Aber die wuchtige Faust Heinrichs, des Hammergesellen, legte sich auf seine Schulter und Heinrich flüsterte mit großem Gleichmut aber ebensoviel Bestimmtheit: »Wenn du nicht ruhig bist und still zuhörst, was er reden wird, werf' ich dich vor die Tür, Schuster!«

Mathias von Hebborn schien nicht für tätlich zu finden, diese Erklärung als casus belli aufzunehmen; er schwieg gleich den andern.

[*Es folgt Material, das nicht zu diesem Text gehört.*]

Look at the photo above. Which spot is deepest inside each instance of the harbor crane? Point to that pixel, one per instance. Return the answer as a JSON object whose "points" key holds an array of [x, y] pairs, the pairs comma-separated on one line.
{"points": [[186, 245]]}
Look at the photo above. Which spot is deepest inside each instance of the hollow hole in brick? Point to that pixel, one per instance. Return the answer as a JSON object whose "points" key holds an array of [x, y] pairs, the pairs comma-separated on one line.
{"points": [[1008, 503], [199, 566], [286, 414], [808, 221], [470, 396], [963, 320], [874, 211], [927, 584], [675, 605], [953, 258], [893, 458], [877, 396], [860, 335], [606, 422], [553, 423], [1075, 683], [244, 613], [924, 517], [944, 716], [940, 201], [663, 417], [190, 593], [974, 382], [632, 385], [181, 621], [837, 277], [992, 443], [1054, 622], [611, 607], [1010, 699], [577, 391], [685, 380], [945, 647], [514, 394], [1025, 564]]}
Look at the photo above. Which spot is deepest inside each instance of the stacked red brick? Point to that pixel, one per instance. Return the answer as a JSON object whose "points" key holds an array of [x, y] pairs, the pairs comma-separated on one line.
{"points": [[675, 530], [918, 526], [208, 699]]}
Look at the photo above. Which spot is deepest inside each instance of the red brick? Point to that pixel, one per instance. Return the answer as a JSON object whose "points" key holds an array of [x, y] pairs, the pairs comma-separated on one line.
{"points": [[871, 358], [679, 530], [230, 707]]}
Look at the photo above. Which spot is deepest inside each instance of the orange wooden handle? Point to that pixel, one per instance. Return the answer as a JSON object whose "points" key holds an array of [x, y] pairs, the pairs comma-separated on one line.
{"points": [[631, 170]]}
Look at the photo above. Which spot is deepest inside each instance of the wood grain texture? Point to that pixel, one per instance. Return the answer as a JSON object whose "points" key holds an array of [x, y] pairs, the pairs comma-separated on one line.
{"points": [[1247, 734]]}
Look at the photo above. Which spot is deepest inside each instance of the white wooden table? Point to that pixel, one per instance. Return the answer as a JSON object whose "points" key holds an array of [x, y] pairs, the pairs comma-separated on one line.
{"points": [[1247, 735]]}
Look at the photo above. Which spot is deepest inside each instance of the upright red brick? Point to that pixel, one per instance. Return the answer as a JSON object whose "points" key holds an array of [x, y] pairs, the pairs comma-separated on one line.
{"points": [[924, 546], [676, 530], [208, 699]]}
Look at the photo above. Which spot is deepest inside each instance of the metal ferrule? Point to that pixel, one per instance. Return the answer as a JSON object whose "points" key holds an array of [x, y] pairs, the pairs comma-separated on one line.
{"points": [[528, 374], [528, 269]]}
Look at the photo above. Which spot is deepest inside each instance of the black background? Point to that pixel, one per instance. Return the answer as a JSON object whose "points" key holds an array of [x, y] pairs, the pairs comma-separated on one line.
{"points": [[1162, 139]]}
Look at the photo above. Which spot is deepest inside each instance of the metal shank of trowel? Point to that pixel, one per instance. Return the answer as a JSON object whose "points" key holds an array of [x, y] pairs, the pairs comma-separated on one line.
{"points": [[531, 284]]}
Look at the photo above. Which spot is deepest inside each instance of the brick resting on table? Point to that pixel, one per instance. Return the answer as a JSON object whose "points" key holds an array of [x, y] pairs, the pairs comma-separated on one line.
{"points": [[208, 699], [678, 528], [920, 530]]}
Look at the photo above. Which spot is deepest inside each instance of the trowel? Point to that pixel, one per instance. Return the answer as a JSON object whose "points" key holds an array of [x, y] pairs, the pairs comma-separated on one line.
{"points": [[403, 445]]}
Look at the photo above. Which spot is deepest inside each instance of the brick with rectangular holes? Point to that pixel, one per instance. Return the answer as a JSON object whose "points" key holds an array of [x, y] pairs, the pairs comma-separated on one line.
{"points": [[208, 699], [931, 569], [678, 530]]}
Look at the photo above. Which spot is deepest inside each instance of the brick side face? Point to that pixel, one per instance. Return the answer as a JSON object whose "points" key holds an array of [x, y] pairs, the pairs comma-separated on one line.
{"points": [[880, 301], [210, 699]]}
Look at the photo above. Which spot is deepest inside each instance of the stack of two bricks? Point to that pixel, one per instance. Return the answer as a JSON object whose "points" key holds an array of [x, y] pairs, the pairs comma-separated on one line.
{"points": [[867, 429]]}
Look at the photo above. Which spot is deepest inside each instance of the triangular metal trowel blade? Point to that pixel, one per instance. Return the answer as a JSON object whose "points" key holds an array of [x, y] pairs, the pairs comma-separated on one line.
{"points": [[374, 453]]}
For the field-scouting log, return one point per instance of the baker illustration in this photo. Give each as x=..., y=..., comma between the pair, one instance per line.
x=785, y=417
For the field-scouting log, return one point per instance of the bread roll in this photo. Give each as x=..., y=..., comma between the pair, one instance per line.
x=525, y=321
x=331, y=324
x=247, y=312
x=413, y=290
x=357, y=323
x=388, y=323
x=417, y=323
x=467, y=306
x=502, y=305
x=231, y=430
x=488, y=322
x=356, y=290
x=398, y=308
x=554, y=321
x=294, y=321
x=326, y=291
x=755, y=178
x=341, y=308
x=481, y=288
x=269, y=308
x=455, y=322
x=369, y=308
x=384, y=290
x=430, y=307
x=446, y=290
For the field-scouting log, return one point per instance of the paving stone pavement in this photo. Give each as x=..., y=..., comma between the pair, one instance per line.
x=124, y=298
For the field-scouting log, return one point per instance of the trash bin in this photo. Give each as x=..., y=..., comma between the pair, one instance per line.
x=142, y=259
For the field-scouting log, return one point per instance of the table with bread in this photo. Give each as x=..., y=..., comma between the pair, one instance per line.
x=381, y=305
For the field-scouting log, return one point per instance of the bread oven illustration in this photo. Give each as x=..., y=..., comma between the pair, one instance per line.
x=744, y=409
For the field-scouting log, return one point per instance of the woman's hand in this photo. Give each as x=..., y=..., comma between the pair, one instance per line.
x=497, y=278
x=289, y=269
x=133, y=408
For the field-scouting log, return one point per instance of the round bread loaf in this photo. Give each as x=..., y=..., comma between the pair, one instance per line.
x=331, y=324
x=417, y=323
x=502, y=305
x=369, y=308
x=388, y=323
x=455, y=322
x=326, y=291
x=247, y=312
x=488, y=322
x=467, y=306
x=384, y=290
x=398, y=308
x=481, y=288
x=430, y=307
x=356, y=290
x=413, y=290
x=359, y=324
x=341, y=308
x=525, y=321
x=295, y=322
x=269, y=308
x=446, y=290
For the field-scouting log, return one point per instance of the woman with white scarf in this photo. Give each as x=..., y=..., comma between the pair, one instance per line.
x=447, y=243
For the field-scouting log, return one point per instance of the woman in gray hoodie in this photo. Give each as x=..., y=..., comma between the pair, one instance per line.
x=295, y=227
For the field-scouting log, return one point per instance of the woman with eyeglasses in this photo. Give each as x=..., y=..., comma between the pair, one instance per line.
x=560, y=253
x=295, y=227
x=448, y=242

»Ich sehe noch mehr,« fuhr der Spielmann fort. »Ich seh' sie gen Niedergang fliehen, die von der Hand Gottes gezüchtigt sind; sie sind verweht und verschollen, und die Zeit des Friedens kommt, wo der Mensch das Feuer zu seinem Diener macht und es an seinen Webstuhl, an seinen Wagen, an seine Schiffe spannt; wo die Herzen enge werden und die Gewissen weiter als die ausgespannten Flügel des Geiers. Es ist Frieden allüberall; aber in den Menschen ist kein Frieden, und der Satan säet seinen Samen in die Furchen, die der Pflug durch fruchtbare Aecker zieht, da wo jetzt Sand ist und Wald und die weite wilde Heide. Das Unkraut wuchert auf und schießt in Blüte und reift; und der Satan kommt zu ernten, was er gesäet hat, die reife Frucht des Hochmuts, der Empörung und der Habgier; er kommt zur Ernte mit hunderttausend Sicheln, die in den Händen grimmiger Feinde blinken, ihre Mordgewehre und Waffen, Die Enkel der Gezüchtigten haben das Strafgericht Gottes vergessen. In Scharen, zahllos wie die ihrer Väter, kommen sie abermals dahergezogen, die Welt zu unterjochen und den Menschen ihr Gesetz zu bringen; wieder wälzt sich der Westen einher über Berge und Täler und Ströme. Der Rauch und der Staub und der Dampf der Schlacht umhüllt sie: es ist ein grausames Morden und ein Geruch von Blut weithin über das Land; aber nicht weiße Felder färbt das Blut, sondern die grünen Hügellande von Berg und die rote Erde, die zwischen den Flüssen liegt. Drei Tage dauert das Morden, drei Tage lang strömt das Blut und die Bäche treten über, von dem roten Lebenssaft geschwellt, der dahinströmt aus den brechenden Herzen der Tapfern. Wer der Sieger sein wird, ob der Herr wird herrschen auf Erden oder der Dämon, ob der große Adler der Gerechtigkeit oder der Hahn des Hochmuts – wer kann es sagen? Nur der Seher sieht es: er sieht, wie aus den Lüften das rächende Schwert Gideons blitzt, mit dem der Würgengel Asrael aus den Wolken niedersteigt – er sieht, wie die Stolzen fallen und die Lügner gezüchtigt werden, und wie ihre Leiber den Raben zur Sättigung, den Würmern zum Fraß und den Menschen zum Abscheu werden, und wie die Guten auf Erden sich freuen und sich die Hände reichen zum festen Bund der Einheit und auf ihrem Schild erhöhen den starken Monarchen, den großen Kaiser der Zukunft und des Völkerfriedens.« – –

Der Spielmann schwieg; er sank wie ermattet in sich zusammen, stützte das Kinn auf beide Arme, die er auf seine heraufgezogenen Knie stemmte, und so sah er vor sich hin, als ob er noch immer in die Phantasmagorie versunken sei, die er vor sich entrollt gesehen zu haben behauptete. Hatte er beabsichtigt, auf seine Umgebung einen tiefen Eindruck hervorzubringen, so war ihm dies augenscheinlich gelungen; die Männer sahen sich eine Weile schweigend und mit einem mehr verlegenen als vom Herzen kommenden Lächeln an, das inneres Betroffensein und jenes stille Grauen nicht verdecken konnte, welches jedesmal den Menschen ergreift, wenn eine kühne Prophetenstimme mit dem Tone voller Zuversicht vor seinem Auge die Gestalten und Ereignisse heraufbeschwört, von denen sie behauptet, daß sie aus der fernen Dämmerung der Zukunft drohend auf uns zuschreiten. Sie saßen still umher, die eben noch so lauten und lärmenden Gäste Claus Fettzünslers; man hörte jetzt das Knistern der Flamme, welche den hastig bewegten Schein auf ihre kräftig geschnittenen und ausdrucksvollen Zuge warf, und so die charakteristische Schlußgruppe unserer Erzählung beleuchtete, vor der wir langsam den verhüllenden Vorhang niederrollen lassen.